Donald Trump’ın Rusya’ya yönelik son açıklamaları, Moskova-Washington hattında yeni tartışmalara yol açtı. Trump, Ukrayna savaşıyla ilgili Moskova’ya 50 günlük bir “anlaşma süresi” tanıdığını duyurdu ve Kiev’e yeni Patriot hava savunma sistemlerinin tedarik edileceğini açıkladı. Rus uzmanlara göre, bu çıkış hem bir uyarı hem de Rusya için “açık bırakılmış bir pencere” anlamına geliyor.

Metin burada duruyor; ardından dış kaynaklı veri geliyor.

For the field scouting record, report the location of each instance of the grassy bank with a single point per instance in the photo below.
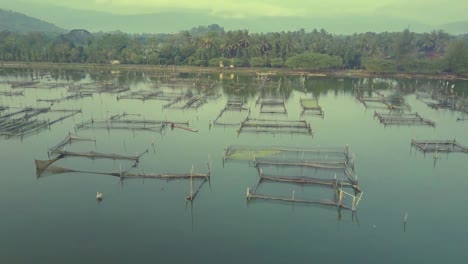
(238, 70)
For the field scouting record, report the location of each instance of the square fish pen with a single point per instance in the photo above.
(445, 146)
(232, 114)
(47, 167)
(403, 119)
(253, 125)
(385, 102)
(303, 192)
(29, 120)
(187, 102)
(311, 106)
(337, 157)
(313, 172)
(273, 106)
(120, 122)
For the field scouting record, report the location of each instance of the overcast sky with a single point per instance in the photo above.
(426, 11)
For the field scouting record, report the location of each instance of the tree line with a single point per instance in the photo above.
(405, 51)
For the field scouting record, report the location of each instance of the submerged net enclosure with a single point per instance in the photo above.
(97, 87)
(272, 105)
(446, 146)
(11, 93)
(301, 175)
(187, 102)
(78, 95)
(48, 167)
(44, 168)
(303, 192)
(332, 156)
(253, 125)
(152, 95)
(26, 120)
(403, 119)
(122, 123)
(232, 114)
(311, 106)
(68, 140)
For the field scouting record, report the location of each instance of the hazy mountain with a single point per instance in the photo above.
(456, 27)
(17, 22)
(184, 19)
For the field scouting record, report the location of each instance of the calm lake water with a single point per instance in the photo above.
(56, 219)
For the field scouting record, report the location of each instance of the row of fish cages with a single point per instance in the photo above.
(72, 154)
(321, 176)
(443, 97)
(18, 122)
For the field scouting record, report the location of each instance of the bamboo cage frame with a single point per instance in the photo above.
(316, 110)
(403, 119)
(78, 95)
(231, 106)
(21, 126)
(333, 156)
(11, 93)
(275, 126)
(124, 175)
(445, 146)
(337, 201)
(192, 102)
(68, 140)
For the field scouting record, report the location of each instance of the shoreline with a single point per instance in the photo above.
(238, 70)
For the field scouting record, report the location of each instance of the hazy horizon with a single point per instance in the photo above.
(336, 16)
(424, 11)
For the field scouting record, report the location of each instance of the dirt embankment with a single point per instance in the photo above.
(240, 70)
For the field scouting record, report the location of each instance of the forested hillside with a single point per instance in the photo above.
(404, 51)
(17, 22)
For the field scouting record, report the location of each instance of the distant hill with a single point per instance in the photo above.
(171, 21)
(456, 27)
(20, 23)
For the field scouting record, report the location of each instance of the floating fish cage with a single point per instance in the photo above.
(273, 106)
(151, 95)
(187, 102)
(97, 88)
(252, 125)
(66, 98)
(311, 106)
(317, 173)
(385, 102)
(445, 146)
(11, 93)
(303, 192)
(47, 167)
(26, 120)
(403, 119)
(68, 140)
(331, 156)
(232, 114)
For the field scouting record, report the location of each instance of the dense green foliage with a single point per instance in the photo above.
(208, 46)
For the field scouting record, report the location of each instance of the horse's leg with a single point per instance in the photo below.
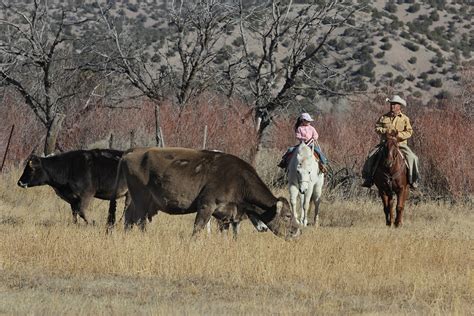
(316, 198)
(306, 205)
(302, 208)
(386, 199)
(401, 198)
(293, 199)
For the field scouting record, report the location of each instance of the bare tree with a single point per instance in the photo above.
(38, 61)
(288, 59)
(182, 68)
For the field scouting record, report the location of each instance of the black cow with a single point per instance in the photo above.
(77, 176)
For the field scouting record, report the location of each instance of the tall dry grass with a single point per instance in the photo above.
(352, 264)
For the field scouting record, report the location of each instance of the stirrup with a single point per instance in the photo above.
(367, 183)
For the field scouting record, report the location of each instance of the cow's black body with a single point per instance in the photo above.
(77, 176)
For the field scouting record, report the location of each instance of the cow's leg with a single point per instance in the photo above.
(386, 208)
(258, 224)
(208, 226)
(293, 199)
(235, 228)
(203, 216)
(83, 204)
(78, 207)
(74, 208)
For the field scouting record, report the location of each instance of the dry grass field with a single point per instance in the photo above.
(351, 264)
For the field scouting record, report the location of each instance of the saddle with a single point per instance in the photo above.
(285, 160)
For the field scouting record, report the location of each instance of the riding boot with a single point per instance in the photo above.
(322, 167)
(368, 183)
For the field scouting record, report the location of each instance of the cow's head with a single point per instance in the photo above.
(33, 174)
(284, 223)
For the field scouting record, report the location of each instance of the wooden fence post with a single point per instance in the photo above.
(8, 146)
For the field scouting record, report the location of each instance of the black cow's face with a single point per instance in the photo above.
(33, 174)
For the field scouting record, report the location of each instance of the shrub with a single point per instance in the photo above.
(386, 46)
(414, 8)
(436, 83)
(411, 46)
(379, 55)
(417, 94)
(412, 60)
(391, 7)
(410, 77)
(399, 79)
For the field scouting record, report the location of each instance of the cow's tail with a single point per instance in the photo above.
(113, 198)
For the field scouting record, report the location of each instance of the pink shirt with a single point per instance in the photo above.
(306, 133)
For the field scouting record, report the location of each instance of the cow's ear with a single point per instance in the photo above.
(34, 161)
(279, 207)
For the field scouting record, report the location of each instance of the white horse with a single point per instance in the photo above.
(306, 180)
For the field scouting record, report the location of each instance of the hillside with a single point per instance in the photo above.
(415, 47)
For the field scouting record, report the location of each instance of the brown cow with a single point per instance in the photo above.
(183, 181)
(77, 176)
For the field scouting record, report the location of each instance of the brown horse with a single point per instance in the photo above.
(391, 178)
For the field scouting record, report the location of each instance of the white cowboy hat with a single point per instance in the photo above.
(396, 99)
(306, 117)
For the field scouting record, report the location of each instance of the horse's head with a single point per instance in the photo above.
(391, 148)
(306, 167)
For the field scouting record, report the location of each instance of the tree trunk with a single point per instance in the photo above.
(52, 134)
(158, 135)
(262, 123)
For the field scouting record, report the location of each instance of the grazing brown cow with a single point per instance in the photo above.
(183, 181)
(77, 176)
(391, 177)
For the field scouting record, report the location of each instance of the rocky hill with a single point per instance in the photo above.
(414, 47)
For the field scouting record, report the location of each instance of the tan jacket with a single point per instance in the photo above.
(400, 122)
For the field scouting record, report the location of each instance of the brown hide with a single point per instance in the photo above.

Trump’ın Rusya’ya 50 gün içinde ilerleme sağlanmazsa yüzde 100 gümrük vergisi koyacağını açıklaması, Moskova Borsası’nı şaşırtıcı şekilde yukarı taşıdı. Piyasa, daha sert adımlar beklerken, Moskova Borsası endeksi yüzde 2,7’den fazla yükselerek 2722 puana kadar çıktı. Uzmanlara göre, Trump’ın açıklamalarındaki belirsizlik ve “henüz Kongre’den yasa gerekmediği” mesajı, Rus yatırımcıları daha ağır yaptırımların şimdilik ertelendiğine ikna etti.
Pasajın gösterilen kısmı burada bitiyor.